Time for getting VLAD global descriptors of the training images was 00:10:37.489346.
Time for calculating the SVM was 03:08:49.511758.
Time for getting VLAD global descriptors of the testing images was 00:05:28.551197.
Elapsed time predicting the testing set is 00:00:02.722835
Accuracy = 79.3333333333.
Confusion Matrix =
 [25  2  1  0  2]
 [ 0 25  2  1  2]
 [ 1  0 22  3  4]
 [ 0  0  0 30  0]
 [ 2  7  2  2 17]

Conclusion

I added more classes to the dataset to see how the classification performance would change. One of the important things I realized was that it's necessary to have similar amount of descriptors for each class if you are going to use K-Means (in our case we use it for a codebook from the Bag of Words technique). The best result went from 89.77% of accuracy to 79.33% but with different number of testing images for each case. It is also necessary to use always the same amount of testing images so that the comparison of the performances are more fair.
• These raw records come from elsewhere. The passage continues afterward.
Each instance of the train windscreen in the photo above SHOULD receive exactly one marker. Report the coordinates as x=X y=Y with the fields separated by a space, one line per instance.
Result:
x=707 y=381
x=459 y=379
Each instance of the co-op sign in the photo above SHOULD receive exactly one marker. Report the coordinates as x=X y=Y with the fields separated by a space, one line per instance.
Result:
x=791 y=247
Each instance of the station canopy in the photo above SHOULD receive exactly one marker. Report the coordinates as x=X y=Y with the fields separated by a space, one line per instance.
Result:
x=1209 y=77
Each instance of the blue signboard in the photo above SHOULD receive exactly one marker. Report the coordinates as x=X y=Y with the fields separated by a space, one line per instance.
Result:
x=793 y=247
Confusion matrix for the best result obtained (SIFT k=32)


Looking in the Android Play Store I found applications that claimed to be able to recognize between 20.000 classes of plants. Using my method it would be very difficult to have that amount of classes.

First, it would need a lot of memory to store all the descriptors for each class. Using around 50 training images per class there would be about 20.000 descriptors per class and that's 400 M (million) vectors. Each vector uses at least 32 floating points number (of 32 bit = 4 bytes). So the data used for all the descriptors would be 32 x 4 bytes x 400 M = 51,200 M of bytes =51.2 x 10^9 bytes ~ 47.8 GB of RAM.
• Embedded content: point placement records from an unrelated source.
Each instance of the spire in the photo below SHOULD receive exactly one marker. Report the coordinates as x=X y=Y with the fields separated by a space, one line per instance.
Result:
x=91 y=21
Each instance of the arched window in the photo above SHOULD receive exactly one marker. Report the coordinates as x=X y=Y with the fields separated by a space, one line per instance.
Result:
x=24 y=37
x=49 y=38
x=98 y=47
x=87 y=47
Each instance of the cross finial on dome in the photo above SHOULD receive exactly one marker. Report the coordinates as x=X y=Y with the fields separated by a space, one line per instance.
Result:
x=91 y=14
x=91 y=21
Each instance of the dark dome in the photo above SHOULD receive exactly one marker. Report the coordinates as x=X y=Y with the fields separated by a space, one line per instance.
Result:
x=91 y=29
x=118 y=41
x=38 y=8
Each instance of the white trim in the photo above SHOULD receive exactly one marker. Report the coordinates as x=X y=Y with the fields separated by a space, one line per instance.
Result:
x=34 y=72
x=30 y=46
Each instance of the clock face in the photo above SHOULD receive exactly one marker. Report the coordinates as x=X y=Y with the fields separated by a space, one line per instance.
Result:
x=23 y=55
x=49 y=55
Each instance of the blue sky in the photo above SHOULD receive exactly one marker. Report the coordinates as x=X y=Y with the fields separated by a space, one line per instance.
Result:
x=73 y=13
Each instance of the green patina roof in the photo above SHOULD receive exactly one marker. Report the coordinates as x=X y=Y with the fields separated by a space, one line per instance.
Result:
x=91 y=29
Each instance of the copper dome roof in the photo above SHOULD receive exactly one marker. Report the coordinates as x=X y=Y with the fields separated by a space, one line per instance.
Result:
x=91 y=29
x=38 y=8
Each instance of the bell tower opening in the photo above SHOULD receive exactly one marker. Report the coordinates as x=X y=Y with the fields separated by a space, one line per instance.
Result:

Second, it would take a lot of time to use K-Means for 400M vectors and to calculate an SVM for 20.000 classes usings 20.000 * 50 (number of training images) VLAD vectors.

Third, adding only 2 more classes there was a drop of 10% in the accuracy. Having more classes would make the codewords have less discriminating power because there would be many features and may be more similar from each other than with less classes.
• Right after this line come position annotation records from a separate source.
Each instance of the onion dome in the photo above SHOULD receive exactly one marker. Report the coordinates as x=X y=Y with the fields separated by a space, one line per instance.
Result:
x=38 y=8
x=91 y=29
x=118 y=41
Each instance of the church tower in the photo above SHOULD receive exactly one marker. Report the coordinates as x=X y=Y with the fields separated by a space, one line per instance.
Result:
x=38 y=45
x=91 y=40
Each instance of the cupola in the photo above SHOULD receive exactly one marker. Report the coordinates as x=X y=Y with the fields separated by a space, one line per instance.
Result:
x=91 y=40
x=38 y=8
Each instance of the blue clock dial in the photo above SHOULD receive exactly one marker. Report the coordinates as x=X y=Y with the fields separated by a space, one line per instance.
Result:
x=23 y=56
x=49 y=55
When I looked at the reviews of that application many people complained about that the recognition didn't work. Someone said that even one of the most common plants wasn't recognized. Maybe it seems too difficult to have many possible classes, but now companies like Google have achieved very good performance with image recognition, for example in the Google Photos app one can search images using many categories like dog, beach, cascade, food, etc. So having robots that help in farming is possible and that could help feeding the growing population.